Las medidas de la ley de Emergencia Económica que hoy analizaron los diputados fueron bien recibidas por los mercados (Maximiliano Luna)
Las medidas de la ley de Emergencia Económica que hoy analizaron los diputados fueron bien recibidas por los mercados (Maximiliano Luna)

Si bien lo que encandila es la fuerte suba del dólar libre en la plaza marginal, lo importante fue la nueva caída del riesgo país por la fuerte suba de los bonos en dólares en todos los plazos.

La baja del riesgo fue alimentada, además, por la caída de los Bonos del Tesoro de Estados Unidos que ahora tienen una renta de casi 2% debido a la pérdida de valor tras el inicio del “impeachment” en la Cámara de Representantes del Congreso norteamericano que busca la destitución de Donald Trump.

El bono más corto, el Bonar 2020, que el 8 de octubre vence definitivamente, subió 4,22%. En tanto, el Bonar 2024, el título de referencia de la deuda y el que más se utiliza para las operaciones de contado con liquidación o dólar Bolsa, avanzó 6,27%. Pero los bonos que marcan el territorio, porque son los de mayor ponderación en el Embi+ el indicador de J.P. Morgan que mide el riesgo país, tuvieron avances de hasta 3,26% como fue el caso del Par en dólares con ley de Nueva York. Este bono nació del canje de la deuda que se hizo durante la gestión de Néstor Kirchner.

Con esta suba de bonos, el riesgo país cerró en 1.897 puntos básicos, una baja de 80 unidades (4%). En dos días, el riesgo país cedió 12% o 230 unidades.

El dólar libre sorprendió con una suba de $ 3,50 y quedó en $75,25. Es que empleados públicos y jubilados que cobraron el aguinaldo, alimentaron la demanda en la plaza marginal y lograron una fuerte suba de esta divisa, mientras todas las demás retrocedían. Este dólar es el más sensible al impuesto de 30% a las divisas que compra el público en entidades bancarias o casas de cambio y a viajeros.

En tanto, en bancos y casas de cambio, el dólar bajó 1 centavo a $ 63,08. No tuvo mucha demanda porque la mayoría ya tiene cubierto el cupo de USD 200 mensuales.

En la plaza mayorista los negocios alcanzaron a USD 280 millones. En la punta compradora se instaló el Banco Central que se alzó con USD 120 millones y logró que la divisa bajara un centavo a $ 59,81.

Por supuesto, esta estabilidad deleita a los que apuestan en el mercado de futuros y se colocaron en la punta vendedora. Los que entraron a principios de diciembre, llevan ganados casi $6 por dólar.

Ni hablar de los que vendieron antes de las PASO a $78 para fin de año y se encuentran con que ahora cotiza a $ 60,80. Están ganando poco más de $ 19 por dólar. En este mercado, el contrato más chico es por USD 100.000 por lo que cualquiera que haya hecho una operación mínima en agosto, lleva ganados sin poner un solo dólar o peso, casi $ 2 millones. Lo único que se requiere para entrar a esta plaza es tener crédito y, por supuesto, garantías para el aforo que se pide que es un porcentaje de la operación.

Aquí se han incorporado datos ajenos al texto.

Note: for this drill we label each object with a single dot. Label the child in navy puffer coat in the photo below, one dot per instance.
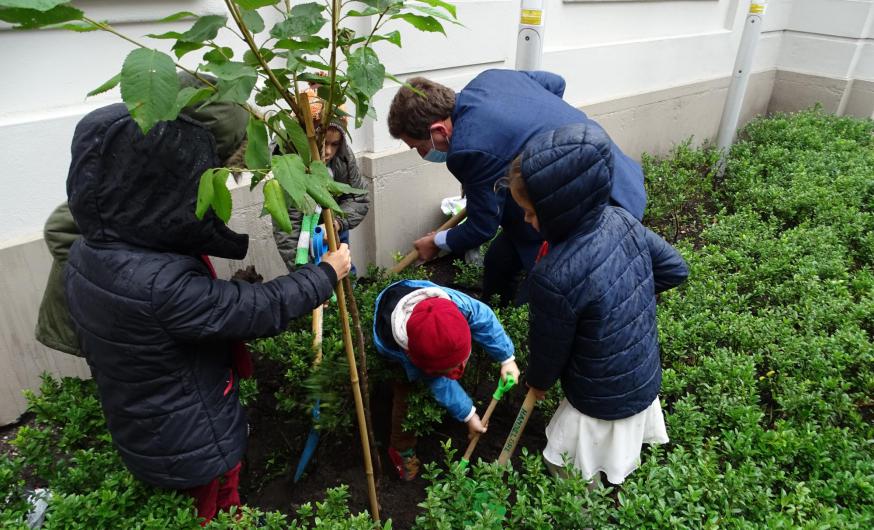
(593, 304)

Los dólares alternativos, bajaron por el encarecimiento de los bonos que se utilizan para operar. El contado con liquidación cedió $ 1,50 (-2%) y el dólar Bolsa o MEP, $ 1,64 (-2,2%). Las reservas, por las compras del Banco Central, aumentaron USD 27 millones y quedaron en 44.318 millones.

En la Bolsa se vivió una rueda de alzas selectivas. El S&P Merval, el indicador de las líderes, aumentó 1,90% pero con un elevado monto de negocios de $ 1.013 millones que le dio sustento al aumento de precios.

Los más favorecidos fueron los bancos porque tienen bonos en su cartera que, al subir de precio, mejorarán sus balances. BBVA subió 5,98% y Macro, 3,59%.

En Wall Street, los ADR’s argentinos -certificados de tenencia de acciones que cotizan en dólares- dominaron las alzas. Solo tres papeles soportaron bajas. Todas fueron de leves proporciones. Las subas más importantes fueron las de bancos y la encabezó BBVA con 8,07%, seguido de Cresud (+7,84%) y Macro (+6,04%).

Los que están en el mercado financiero están viviendo un verano por las nuevas medidas. Las apuestas son a lo que va a suceder con la negociación de la deuda. Los precios indican que creen que habrá una resolución favorable.

Ese ánimo es un dato fundamental para que funcione el plan porque es lo que define si los pesos que volcarán a traes de bonos y subsidios a jubilados y empleados, se volcarán al consumo o irán a inflación o a dólar.